Em outro pedaço de floresta, o Dr. Randerson e Audrey Odwuor, Ph.D. candidato em Irvine, colocou galhos e agulhas de pinheiro em sacos Ziploc, como se estivesse coletando evidências de uma cena de crime. Eles planejavam queimar o material de volta ao laboratório para analisar a composição química das emissões resultantes. Eles também trouxeram instrumentos para Blodgett para coletar amostras de fumaça. Algum dia, disse Odwuor, esses métodos podem ajudar a avaliar a eficácia com que um incêndio prescrito queimou os combustíveis dos quais deveria se livrar.
Dr. York, que trabalha a maior parte do ano em Blodgett, orientou os pesquisadores em uma área da floresta que, segundo ele, não queimava há três anos. Queimar agora ajudaria a manter o enredo em um estado saudável e natural, mesmo que todo o planejamento, coordenação e esforço fossem tudo menos naturais.
A manhã da queima estava ensolarada e quente. Os pesquisadores vestiram camisas e capacetes resistentes a chamas, e o Dr. York, como o chefe da queimadura, levou o grupo a uma área elevada. Ele baixou o maçarico, e um fio fino de combustível pingou e pegou a chama no pavio da tocha. Um fio de fogo brotou do chão marrom morto. A queimadura havia começado.
O Dr. York e uma pequena equipe experiente caminhavam perpendicularmente à encosta da floresta, usando suas tochas para desenhar linhas de chamas que queimavam morro acima. A paisagem foi rapidamente transformada. As árvores altas lançavam sombras diáfanas e dramáticas sobre as cortinas de fumaça cinza-esbranquiçada. Névoa densa espalhou a luz do sol, banhando a floresta em um profundo brilho laranja. O crepitar de arbustos em chamas se misturou com o gemido baixo e mecânico do drone acima.

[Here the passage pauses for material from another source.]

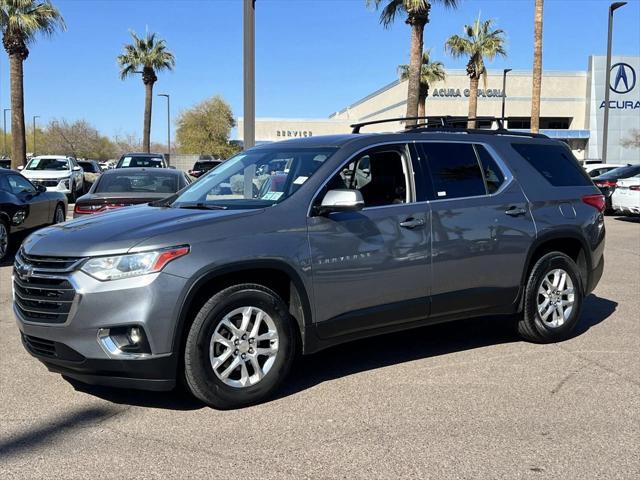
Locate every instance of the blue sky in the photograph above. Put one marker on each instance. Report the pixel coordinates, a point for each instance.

Por um tempo, as chamas tiveram uma qualidade suave, quase delicada; a vegetação estava úmida demais para queimar com força. Mas à medida que o dia esquentava, os incêndios começaram a escurecer as encostas rapidamente. Os cientistas observaram a cena com cautela enquanto suas máquinas coletavam dados.
No final da tarde, o Dr. York e sua equipe queimaram cerca de 13 acres e ele se sentou para respirar. Seu rosto estava escorregadio de suor e sujeira. A floresta ardia ao seu redor.
O Dr. Randerson levou um momento para admirar o poder bruto e brutal do fogo que eles estavam estudando – uma maneira natural, mas também não natural, de proteger a terra. “Quanto mais velho fico”, disse ele, “mais aprecio o quanto a ciência é como uma arte”.